Circular Dependencies Considered Harmful

A while ago, my friend Nicola Modena sent me another intriguing curveball:

Imagine a CTO who has invested millions in a super-secure data center and wants to consolidate all compute workloads. If you were asked to run a BGP Route Reflector as a VM in that environment, and would like to bring OSPF or ISIS to that box to enable BGP ORR, would you use a GRE tunnel to avoid a dedicated VLAN or boring other hosts with routing protocol hello messages?

While there might be good reasons for doing that, my first knee-jerk reaction was:

You are making that VM a crucial part of your transport infrastructure. There are some security implications right there. You might want to run it on a dedicated management cluster (like vCenter), in which case adding that extra VLAN to those two ToR switches and running OSPF/IS-IS on them doesn’t sound too bad.

There’s an even more important fallacy in this line of thinking. You’re making your core transport infrastructure dependent on:

  • A data center,
  • A data center fabric,
  • A controller managing that data center fabric (if you bought into the SDN religion),
  • A virtualization environment,
  • A virtualization management/orchestration system,
  • One or more virtual machines that you cannot reach with a console cable.

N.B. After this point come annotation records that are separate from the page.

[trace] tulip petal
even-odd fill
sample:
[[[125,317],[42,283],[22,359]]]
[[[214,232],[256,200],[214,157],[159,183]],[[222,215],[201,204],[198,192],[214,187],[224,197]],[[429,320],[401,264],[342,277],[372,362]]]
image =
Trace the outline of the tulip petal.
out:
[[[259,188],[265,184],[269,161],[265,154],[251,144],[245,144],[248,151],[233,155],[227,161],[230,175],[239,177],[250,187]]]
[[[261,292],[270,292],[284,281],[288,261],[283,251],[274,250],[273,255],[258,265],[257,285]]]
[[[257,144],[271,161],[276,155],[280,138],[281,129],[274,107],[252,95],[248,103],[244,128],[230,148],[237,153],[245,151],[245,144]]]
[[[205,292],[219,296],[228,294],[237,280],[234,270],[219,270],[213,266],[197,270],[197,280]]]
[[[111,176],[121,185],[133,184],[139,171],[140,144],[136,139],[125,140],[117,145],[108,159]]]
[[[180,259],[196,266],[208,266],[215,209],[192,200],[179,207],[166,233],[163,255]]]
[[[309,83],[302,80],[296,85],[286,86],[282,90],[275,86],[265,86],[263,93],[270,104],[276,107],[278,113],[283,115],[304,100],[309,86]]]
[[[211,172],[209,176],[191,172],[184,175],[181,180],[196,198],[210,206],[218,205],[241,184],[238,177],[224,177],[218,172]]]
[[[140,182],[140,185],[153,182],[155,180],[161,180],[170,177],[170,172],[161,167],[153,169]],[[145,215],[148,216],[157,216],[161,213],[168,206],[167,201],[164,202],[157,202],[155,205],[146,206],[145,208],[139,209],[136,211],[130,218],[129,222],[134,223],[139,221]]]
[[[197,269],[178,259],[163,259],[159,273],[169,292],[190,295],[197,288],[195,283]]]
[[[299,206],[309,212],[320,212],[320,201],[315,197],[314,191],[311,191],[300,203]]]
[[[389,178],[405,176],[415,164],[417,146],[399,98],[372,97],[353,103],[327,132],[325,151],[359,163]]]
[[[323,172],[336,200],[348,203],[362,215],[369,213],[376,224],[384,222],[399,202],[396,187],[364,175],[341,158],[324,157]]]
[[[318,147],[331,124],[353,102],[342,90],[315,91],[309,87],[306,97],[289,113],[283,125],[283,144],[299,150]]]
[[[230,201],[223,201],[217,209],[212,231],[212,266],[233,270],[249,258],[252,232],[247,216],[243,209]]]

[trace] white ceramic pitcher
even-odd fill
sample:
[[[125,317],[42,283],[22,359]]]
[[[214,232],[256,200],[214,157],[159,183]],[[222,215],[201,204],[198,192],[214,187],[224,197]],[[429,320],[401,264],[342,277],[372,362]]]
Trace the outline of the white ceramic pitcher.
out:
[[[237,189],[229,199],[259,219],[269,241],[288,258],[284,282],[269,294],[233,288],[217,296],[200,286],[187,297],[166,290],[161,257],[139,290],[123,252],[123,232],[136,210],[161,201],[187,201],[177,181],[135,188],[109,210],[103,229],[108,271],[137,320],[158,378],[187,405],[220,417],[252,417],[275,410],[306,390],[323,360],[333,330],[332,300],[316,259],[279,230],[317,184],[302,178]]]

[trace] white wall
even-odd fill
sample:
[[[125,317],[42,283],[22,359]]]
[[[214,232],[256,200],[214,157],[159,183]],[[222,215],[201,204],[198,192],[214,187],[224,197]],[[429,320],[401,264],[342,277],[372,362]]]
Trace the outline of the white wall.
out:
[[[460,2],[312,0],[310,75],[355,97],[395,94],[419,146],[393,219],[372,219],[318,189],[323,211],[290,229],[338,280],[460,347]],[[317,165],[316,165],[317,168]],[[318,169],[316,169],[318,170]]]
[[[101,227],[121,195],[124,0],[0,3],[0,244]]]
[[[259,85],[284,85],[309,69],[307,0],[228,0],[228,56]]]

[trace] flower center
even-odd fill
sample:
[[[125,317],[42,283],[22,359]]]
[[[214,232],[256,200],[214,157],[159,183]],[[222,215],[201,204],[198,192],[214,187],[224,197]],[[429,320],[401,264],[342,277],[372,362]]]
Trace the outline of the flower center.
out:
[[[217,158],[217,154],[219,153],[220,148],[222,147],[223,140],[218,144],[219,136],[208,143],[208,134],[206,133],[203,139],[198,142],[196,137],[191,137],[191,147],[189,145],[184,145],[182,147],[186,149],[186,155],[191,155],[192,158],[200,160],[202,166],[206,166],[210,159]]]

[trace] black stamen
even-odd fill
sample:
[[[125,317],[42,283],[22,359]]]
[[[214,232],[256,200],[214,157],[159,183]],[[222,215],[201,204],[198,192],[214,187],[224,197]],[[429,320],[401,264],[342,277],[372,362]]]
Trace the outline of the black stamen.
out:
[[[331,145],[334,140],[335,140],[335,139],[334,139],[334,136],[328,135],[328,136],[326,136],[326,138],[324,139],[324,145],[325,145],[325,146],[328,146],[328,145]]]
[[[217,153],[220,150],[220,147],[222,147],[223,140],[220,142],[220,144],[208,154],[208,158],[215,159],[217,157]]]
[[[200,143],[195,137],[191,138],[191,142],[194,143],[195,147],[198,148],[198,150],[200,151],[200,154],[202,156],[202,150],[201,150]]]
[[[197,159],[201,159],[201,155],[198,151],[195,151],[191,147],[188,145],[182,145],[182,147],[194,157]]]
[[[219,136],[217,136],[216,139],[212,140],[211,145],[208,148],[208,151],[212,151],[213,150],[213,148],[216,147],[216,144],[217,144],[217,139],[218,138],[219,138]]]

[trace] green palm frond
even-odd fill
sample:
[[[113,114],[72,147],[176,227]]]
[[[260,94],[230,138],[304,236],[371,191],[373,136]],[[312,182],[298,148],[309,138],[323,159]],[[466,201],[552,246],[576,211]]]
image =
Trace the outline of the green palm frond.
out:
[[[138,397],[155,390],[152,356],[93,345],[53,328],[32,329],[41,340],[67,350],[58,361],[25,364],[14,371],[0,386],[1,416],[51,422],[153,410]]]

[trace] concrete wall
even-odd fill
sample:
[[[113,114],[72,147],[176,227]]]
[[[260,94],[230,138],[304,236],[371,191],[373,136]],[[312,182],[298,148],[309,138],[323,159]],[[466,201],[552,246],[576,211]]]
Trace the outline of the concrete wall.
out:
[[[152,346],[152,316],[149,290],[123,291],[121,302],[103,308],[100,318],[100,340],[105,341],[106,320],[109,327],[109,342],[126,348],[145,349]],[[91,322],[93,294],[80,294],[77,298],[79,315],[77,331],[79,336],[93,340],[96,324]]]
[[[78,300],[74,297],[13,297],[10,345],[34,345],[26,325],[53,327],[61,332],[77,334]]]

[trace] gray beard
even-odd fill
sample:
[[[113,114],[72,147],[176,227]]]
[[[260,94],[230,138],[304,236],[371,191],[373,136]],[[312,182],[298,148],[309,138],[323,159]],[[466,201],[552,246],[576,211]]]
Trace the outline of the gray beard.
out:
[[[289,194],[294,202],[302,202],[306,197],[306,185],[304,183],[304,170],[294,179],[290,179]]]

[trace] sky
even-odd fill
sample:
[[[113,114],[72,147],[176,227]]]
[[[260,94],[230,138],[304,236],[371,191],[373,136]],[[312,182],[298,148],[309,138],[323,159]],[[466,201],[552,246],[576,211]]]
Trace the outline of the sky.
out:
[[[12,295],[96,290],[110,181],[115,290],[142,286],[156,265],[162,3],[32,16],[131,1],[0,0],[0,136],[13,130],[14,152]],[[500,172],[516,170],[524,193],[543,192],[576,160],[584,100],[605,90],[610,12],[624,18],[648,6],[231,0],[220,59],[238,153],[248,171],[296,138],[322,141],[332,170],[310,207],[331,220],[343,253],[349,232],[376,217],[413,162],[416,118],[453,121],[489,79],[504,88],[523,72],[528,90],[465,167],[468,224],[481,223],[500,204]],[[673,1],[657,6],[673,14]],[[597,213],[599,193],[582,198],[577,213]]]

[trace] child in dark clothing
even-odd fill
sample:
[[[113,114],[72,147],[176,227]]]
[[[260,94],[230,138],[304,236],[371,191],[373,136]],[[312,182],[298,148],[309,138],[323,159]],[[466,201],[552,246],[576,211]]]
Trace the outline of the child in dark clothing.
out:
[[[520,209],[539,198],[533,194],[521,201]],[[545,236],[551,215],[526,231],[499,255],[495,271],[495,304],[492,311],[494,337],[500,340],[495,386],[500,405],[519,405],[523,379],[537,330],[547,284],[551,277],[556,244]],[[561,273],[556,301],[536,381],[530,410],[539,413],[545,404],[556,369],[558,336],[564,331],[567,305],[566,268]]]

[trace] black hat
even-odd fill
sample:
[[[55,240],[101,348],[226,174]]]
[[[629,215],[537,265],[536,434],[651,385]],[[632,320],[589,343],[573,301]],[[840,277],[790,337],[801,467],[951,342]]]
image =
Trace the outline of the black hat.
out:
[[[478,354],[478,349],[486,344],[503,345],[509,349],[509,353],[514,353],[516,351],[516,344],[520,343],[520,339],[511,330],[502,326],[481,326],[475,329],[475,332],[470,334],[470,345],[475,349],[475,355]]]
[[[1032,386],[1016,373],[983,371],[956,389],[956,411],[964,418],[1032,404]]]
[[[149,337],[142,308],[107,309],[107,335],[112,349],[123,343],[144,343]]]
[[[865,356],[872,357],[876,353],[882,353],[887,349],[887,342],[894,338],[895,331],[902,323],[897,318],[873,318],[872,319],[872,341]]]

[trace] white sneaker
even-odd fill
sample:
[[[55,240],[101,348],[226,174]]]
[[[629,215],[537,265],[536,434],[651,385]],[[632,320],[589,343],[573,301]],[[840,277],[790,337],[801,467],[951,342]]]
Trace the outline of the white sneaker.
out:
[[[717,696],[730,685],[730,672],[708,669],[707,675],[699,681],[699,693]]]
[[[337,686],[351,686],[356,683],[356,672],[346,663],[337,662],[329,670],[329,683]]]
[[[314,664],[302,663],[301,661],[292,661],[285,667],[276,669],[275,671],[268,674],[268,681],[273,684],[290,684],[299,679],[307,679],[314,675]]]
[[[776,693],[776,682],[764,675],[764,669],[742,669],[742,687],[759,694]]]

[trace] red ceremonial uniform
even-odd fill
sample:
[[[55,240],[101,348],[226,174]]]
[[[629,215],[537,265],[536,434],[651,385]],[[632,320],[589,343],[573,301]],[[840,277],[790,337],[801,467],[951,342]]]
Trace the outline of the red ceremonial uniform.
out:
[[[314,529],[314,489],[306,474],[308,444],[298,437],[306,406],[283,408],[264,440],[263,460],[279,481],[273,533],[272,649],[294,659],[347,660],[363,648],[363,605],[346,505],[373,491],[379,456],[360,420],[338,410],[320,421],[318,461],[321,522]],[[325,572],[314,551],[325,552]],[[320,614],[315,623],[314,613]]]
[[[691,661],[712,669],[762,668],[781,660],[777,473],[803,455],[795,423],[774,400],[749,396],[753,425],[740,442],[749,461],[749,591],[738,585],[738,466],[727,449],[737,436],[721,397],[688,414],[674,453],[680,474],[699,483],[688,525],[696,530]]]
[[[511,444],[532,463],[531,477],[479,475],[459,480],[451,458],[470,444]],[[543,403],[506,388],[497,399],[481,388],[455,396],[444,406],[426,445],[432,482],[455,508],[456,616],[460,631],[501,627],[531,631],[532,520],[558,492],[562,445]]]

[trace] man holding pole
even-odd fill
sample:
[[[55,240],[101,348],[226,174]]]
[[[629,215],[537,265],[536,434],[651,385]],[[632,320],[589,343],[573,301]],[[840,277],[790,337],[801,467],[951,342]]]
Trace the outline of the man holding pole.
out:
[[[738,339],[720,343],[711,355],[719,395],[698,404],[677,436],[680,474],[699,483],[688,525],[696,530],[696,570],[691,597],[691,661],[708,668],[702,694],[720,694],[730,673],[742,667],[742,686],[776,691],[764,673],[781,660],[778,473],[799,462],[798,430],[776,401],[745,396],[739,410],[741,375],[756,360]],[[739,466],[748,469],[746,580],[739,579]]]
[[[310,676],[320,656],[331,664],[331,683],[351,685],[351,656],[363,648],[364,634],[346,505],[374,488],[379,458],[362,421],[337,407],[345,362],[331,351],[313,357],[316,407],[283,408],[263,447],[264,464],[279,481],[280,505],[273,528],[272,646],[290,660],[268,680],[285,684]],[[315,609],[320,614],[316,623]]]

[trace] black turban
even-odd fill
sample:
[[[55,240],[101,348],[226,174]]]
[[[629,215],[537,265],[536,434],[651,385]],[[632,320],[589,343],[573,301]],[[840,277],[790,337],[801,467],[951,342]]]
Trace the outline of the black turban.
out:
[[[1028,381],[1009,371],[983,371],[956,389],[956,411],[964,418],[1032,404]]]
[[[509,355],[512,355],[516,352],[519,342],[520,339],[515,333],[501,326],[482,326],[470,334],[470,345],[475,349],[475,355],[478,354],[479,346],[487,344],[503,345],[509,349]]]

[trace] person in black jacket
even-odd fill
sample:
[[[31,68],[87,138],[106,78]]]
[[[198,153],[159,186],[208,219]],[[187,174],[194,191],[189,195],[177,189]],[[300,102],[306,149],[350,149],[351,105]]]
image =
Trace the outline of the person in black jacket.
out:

You need a running network to get to most of these components, resulting in a nightmare circular dependency – once you lose that VM, it will be very hard to get it back.

Seasoned networking architects have been aware of the dangers of circular dependencies way before the centralized controller SDN hype started, and virtualization vendors like VMware were always very careful to have at least some semblance of an independent control plane on hypervisor hosts to be able to restart the management system from the outside1. Networking vendors have no such reservations – looking at some slide decks, it seems perfectly fine to run a network control plane on infrastructure with heavy circular dependencies on the network itself (not to mention DNS or NTP)2.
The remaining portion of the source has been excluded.